Shortly after tea, England are steadily - by their standards - building their way to what looks like being a match-defining platform.

Harry Brook and Jamie Smith, batting together for the first of many times in Test cricket, have ticked their stand past fifty, with Sri Lanka’s first-day total less than the same away. Brook has barely looked like missing a ball all day, and Prabath Jayasuriya has barely turned one. And then it happens. The slow left-armer pitches leg, hits off, and Brook can only stand there, mouth agape, before walking off with the only consolation being that at least he had done little wrong. And then, an hour or so later, he does it again, a near-identical jaffa seeing off Chris Woakes.

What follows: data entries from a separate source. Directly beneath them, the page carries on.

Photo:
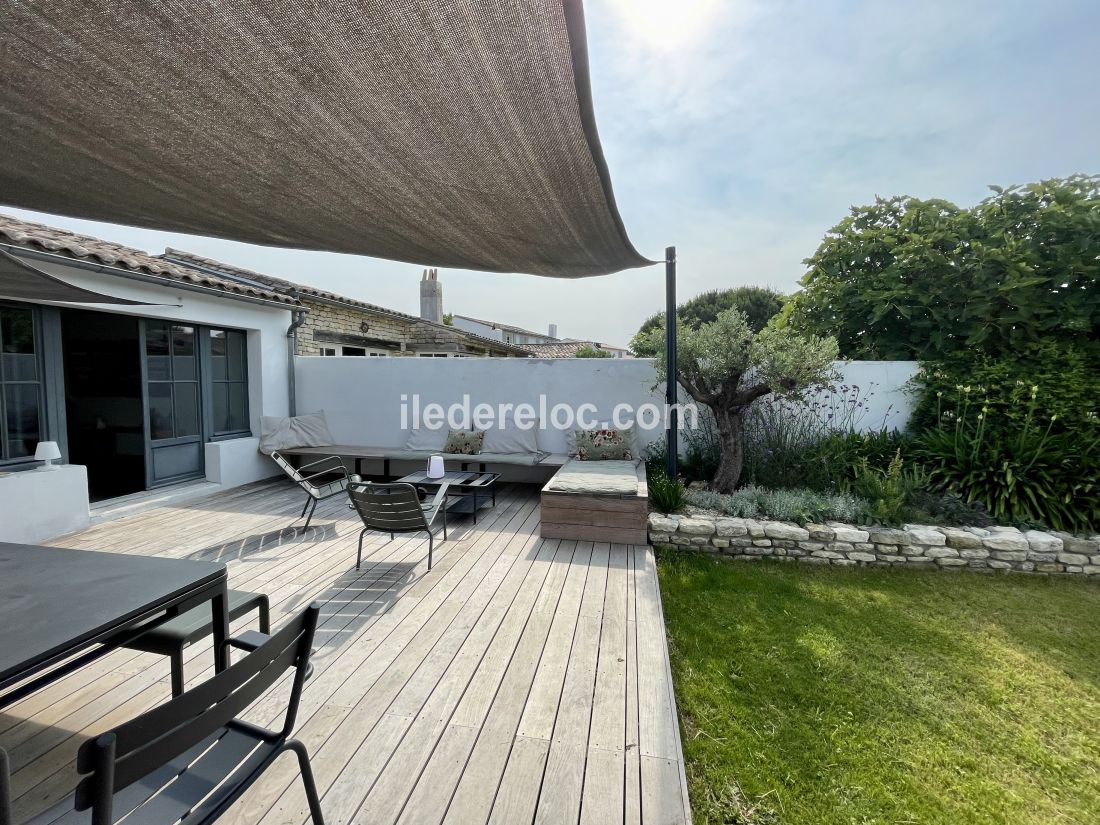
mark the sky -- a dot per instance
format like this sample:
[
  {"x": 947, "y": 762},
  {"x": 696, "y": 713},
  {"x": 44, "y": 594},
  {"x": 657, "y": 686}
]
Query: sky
[{"x": 741, "y": 131}]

Each is a special ball, and in combination it makes for a special passage of play. Jayasuriya reaped the rewards for the optimism of continuing to rip every ball rather than take a bit off and ensure the accuracy, and for the skill too to ensure that the two that did grip landed in the prime spot to be a danger. A fraction in either direction and it’s kicked away or beats the bails. A fraction less action and it’s deadbatted away. With Fernandos Asitha and Vishwa having probed for four wickets earlier in the day, the game is, if not in the balance, then certainly not decided.

A day and a half can be a long time in Test cricket, but it’s not so long ago the prospect of Sri Lanka competing at all seemed remote. The new ball left them 6-3, but it was the next two wickets, after a stroke-punctuated counterpunch, that felt particularly cruel. Mark Wood found some extra lift at 93mph to contort Kusal Mendis, a ball so unplayable that even as Joe Root attempted to shadow-play it during a drinks break, he had no answer. Then Shoaib Bashir got one to scuttle along the ground, looking partially embarrassed rather than properly celebrating. England had also got some of their wickets from out of blue, particularly in the first session.

 

 

As Sri Lanka stumbled on that first morning, the pre-ordained narrative was set into motion. Here in front of us, it seemed, Test cricket was dying. England would win every Test in a home summer for the first time in 20 years, and everyone would shrug their shoulders. And all the while, a game of very live cricket burned in the background.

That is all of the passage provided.